El fallecimiento de Isabel II nos sorprendió, pese a sus 96 años, con la guardia baja. No conocemos el mundo sin su presencia y cuesta creer que su tiempo se haya terminado para siempre. La noticia cayó como una bomba sobre todo el planeta la tarde del 8 de septiembre y hasta hoy se siente su onda expansiva. Fue una extraña mezcla de conmoción, solemnidad y de saberse ante un episodio histórico que ocupará los libros del futuro.

Isabel II es una de las figuras con mayores posibilidades cinematográficas que ha dado Reino Unido. Aquella señora tan enigmática que veíamos en la sección internacional del telediario lo tenía todo para conquistar la gran pantalla. Han sido siete décadas de reinado con sus correspondientes terremotos políticos, épicas, vergüenzas patrias y demás escándalos familiares. Imaginen las películas que quedan por hacerse por mucho que el cine británico de los últimos años la haya situado en primerísimo plano.

De los títulos disponibles, el primero que me viene a la cabeza es El dircurso del rey (2010). Aquí, la presencia de Isabel II es puramente anecdótica, no va más allá de tres o cuatro escenas en su infancia, pero es fundamental para entender lo que fue el resto de su vida. Tom Hooper filmó un largometraje impecable alrededor del tartamudeo de su padre, el rey Jorge VI, gracias, en parte, al duelo que mantienen Colin Firth y Geoffrey Rush. Quizás el gran acierto de la película sea la naturalidad con la que se tratan los momentos transcendentales, huyendo de los excesos artificiales tan frecuentes en el género. Viendo la disciplina de Jorge VI, uno se hace una idea de lo que debió ser la educación de la reina y comprende mejor ese distanciamiento con el pueblo.

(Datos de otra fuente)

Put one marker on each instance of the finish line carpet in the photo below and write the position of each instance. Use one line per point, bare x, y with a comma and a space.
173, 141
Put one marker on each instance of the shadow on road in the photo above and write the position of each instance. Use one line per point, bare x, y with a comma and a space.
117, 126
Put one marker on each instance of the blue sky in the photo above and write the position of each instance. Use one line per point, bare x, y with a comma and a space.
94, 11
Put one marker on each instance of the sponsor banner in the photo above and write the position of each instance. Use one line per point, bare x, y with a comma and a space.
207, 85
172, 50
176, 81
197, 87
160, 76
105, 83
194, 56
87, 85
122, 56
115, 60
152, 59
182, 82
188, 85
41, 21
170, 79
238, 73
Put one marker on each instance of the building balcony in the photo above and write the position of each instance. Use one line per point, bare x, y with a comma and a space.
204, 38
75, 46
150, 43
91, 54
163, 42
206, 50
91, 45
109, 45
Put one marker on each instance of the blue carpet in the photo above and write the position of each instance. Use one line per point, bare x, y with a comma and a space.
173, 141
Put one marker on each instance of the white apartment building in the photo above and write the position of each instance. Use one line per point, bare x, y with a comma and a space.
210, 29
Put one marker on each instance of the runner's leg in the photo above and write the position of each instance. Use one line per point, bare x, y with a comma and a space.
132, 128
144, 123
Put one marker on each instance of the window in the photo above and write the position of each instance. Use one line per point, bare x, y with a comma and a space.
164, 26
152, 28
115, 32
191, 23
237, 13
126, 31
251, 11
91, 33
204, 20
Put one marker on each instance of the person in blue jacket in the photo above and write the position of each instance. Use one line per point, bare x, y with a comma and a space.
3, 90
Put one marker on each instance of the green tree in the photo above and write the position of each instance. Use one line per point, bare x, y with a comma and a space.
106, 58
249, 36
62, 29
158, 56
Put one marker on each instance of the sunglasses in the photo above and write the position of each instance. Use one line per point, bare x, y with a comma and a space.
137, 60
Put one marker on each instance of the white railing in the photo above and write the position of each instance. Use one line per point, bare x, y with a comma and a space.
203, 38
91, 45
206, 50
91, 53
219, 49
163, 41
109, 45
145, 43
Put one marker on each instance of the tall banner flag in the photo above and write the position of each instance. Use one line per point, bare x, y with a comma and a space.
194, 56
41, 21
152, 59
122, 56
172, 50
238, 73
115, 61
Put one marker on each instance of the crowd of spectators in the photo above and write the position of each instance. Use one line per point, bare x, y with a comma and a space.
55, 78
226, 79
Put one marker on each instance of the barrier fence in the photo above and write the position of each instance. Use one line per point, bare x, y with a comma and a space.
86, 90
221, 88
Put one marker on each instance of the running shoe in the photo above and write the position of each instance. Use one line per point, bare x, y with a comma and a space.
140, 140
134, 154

La siguiente estación cinéfila es, en realidad, un intento bobo de acercarnos a Buckingham Palace. A lo largo de estos días numerosos artículos han hablado de Noche Real (Julian Jarrold, 2015) como una de las obras, en positivo, que retrataron a Isabel II. Esa anécdota tan maravillosa que cuenta que las princesas Elizabeth y Margarita salieron a las calles de Londres a festejar la victoria sobre Alemania al término de la II Guerra Mundial se convierte en una sucesión de despropósitos. Ni siquiera su intencionado humor nos libra de la vergüenza ajena.

Para ver la plenitud de Isabel II tenemos La Reina (2006). La película nos sitúa en uno de los episodios más oscuros de la monarca. Por un lado, se sitúa el Reino Unido al completo que llora y clama por un entierro de estado para Lady Di. En las antípodas se posiciona la reina, enrocada en su castillo, de espaldas a esa histeria colectiva. A partir de esta sacudida social, Stephen Frears recrea una atmósfera repleta de dudas con una Helen Mirren que roza el milagro interpretativo. Las conversaciones con Tony Blair son un prodigio narrativo y literario. A cargo del guion estaba nada menos que Peter Morgan, que en los últimos tiempos ha tocado el cielo precisamente con la serie The Crown (2016), uno de los pocos productos salvables de ese buque torpedeado que es Netflix. La serie es, de largo, la mejor manera de adentrarse en el universo de la familia real británica.

Pero si quieren conocer el verdadero potencial interpretativo (y el sentido del humor) de Isabel II, hemos de recordar su aparición en la ceremonia inaugural de las Olimpiadas de Londres de 2012. En la secuencia, James Bond acudía a Palacio a recogerla y tras un viaje en helicóptero llegaban al estadio olímpico. Fue, sin duda, el momento cumbre de la cita deportiva.

Con este bagaje cinematográfico su pérdida parece que duele menos. Hoy será su adiós definitivo. Mientras tanto, el mundo sigue su curso. Los ingleses lo expresan de una manera más poética: «The Queen is dead, long live the King!».